L’industrie du vinyle

Même s’il note une recrudescence marquée du vinyle, Charles Boudreau explique qu’on est «encore à des années-lumière de ce que le CD a déjà été».

«Ça nous force à constater qu’il y a une nostalgie d’avoir un produit physique de musique, estime-t-il. Nous ne détenons plus autant de musique de nos jours et nous ne connaissons plus le simple fait de tenir un album dans nos mains.»

Il note que plusieurs amateurs prennent le virage du vinyle, mais qu’il s’agit majoritairement d’une communauté de mélomanes.

«Ça reste un produit niché, poursuit l’ingénieur de son. Les personnes qui en achètent sont des gens investis dans leur écoute de musique.»

Au Québec, les musiciens sont «un peu mal pris», puisque le coût de production d’un vinyle est assez élevé, selon ses dires. Il a néanmoins travaillé en ce sens pour les artistes Dumas et Stefie Shock qui souhaitaient refaire d’anciens albums.

«Plus que tu en fais, moins que ça coûte cher, explique-t-il. Les artistes bien établis aux États-Unis sont en mesure de vendre beaucoup de vinyles, tandis que les albums au Québec n’atteignent pas ces chiffres de vente. Principalement, les artistes québécois font ça plus par amour du médium et moins pour faire un coup d’argent.»

Recréer l’expérience en studio

Mathieu Lacourse, président du Studio Bulldog, à Longueuil, reconnait que le travail de l’ingénieur de son est primordial avant la sortie d’un album. Selon lui, le «mastering» peut briser un disque ou lui donner la petite touche qui lui manquait.

«C’est l’étape où l’on prend un pas de recul pour voir ce qui a été fait et détermine comment va être le rendu final, explique-t-il. De plus, une grande partie du travail de l’ingénieur de son est d’être en contact avec le client pour expliquer les volumes choisis.»
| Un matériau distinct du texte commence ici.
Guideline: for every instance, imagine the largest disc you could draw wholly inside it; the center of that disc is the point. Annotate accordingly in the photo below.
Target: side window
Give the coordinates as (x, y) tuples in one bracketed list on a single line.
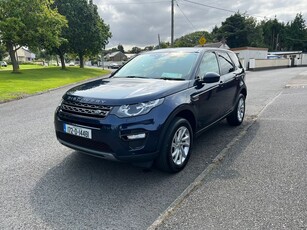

Il donne en exemple la sortie ratée de l’album Death Magnetic en 2008 de Metallica, car le «mastering» n’était pas optimal.

«Les amateurs se plaignaient de la qualité sonore, poursuit-il. Ils ont remarqué qu’une meilleure version se trouvait dans le jeu vidéo Rock Band et voulaient se la procurer.»

«C’est comme si je laissais mon empreinte sur la musique qui a marqué ma jeunesse.»